Dixon already held plenty of credentials when she came to Saybrook in the early 1990s. A registered dietitian with a master's in counseling, she was teaching at the University of Wisconsin.
"I was telling anybody who would listen --- and many who wouldn't --- that we were going to see an epidemic of obesity in this country," Dixon recalls. "And I was hardly the only one. But our message was not resonating with the public. I recognized that I needed a better way to express it and to understand it."
That's when she came to Saybrook. While she laughs about the initial culture shock, Dixon says that Saybrook's community of unconventional students and teachers proved to be a major benefit for her --- as much a part of her education as the coursework, writing, and mentoring. "I loved interacting with people who weren't just like me," she says. "That was a big part of the learning experience."

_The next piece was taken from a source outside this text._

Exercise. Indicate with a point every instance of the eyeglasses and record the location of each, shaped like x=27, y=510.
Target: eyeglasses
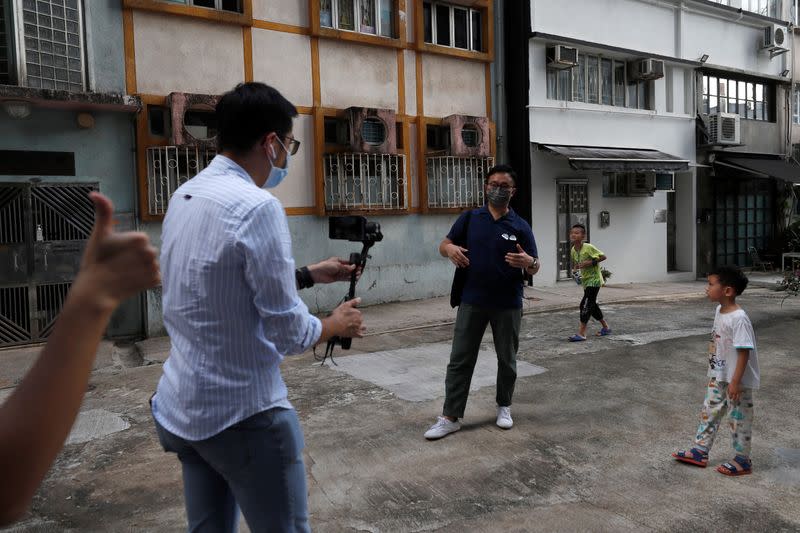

Love the Body You were Born With came out in 1996, launching her career as a writer, speaker and trainer. A few years later she was approached by a researcher in Seattle who needed help implementing a school-based program to combat obesity among children.
"There were other applicants who were better qualified for that job on paper," Dixon says. "So I asked her: 'Why'd you pick me?' She said it was because my resume was outside the box, and she needed an outside-the-box approach. She didn't want a narrow focus; she needed broad perspective. That's what Saybrook gave me."
At the time she started, Washington state ranked second in the United States in hunger, second only to Oregon. "I had to figure out how to get food to 100,000 kids every night," Dixon says. She worked the problem from every angle. She developed a community-gardens program that encouraged people to grow (and eat) their own fruits and vegetables. She worked with the transportation department to develop a system for trucking excess produce from eastern Washington to the food-bank system on the western side of the state. She lobbied the department of education to institute new policies in the schools --- getting rid of the junk food and replacing it with fresh fruit and vegetables.
And above all, she kept asking questions. "I rattled everybody's cages," she laughs. "'Why are you doing what you're going?' 'Why does it make sense to do it this way? Wouldn't it make more sense to do it that way?'"
After more than 25 years in the field of nutrition, Dixon took a sharp career turn in 2007 and joined Destination Development, Inc., a consulting firm that specializes in economic development, downtown revitalization, and tourism branding.
"I really struggled with the decision," Dixon says. "I was an expert in my field; I had written two books, spoken to thousands of people, appeared on Oprah and NPR. But I'm thrilled that I took this job. It's putting me in a whole new arena where I can do a whole lot of good. We help small towns that are suffering economically. It's about creating quality of life, creating places for people to come together. Where does our society start healing its wounds? I feel like that's what I'm working on. I'm giving people hope."
And still asking questions?
"Absolutely," she laughs. "That's the bane of the Saybrook graduate. But I think we need more people who can question the way the world is --- who can ask the big questions and try to create the solutions."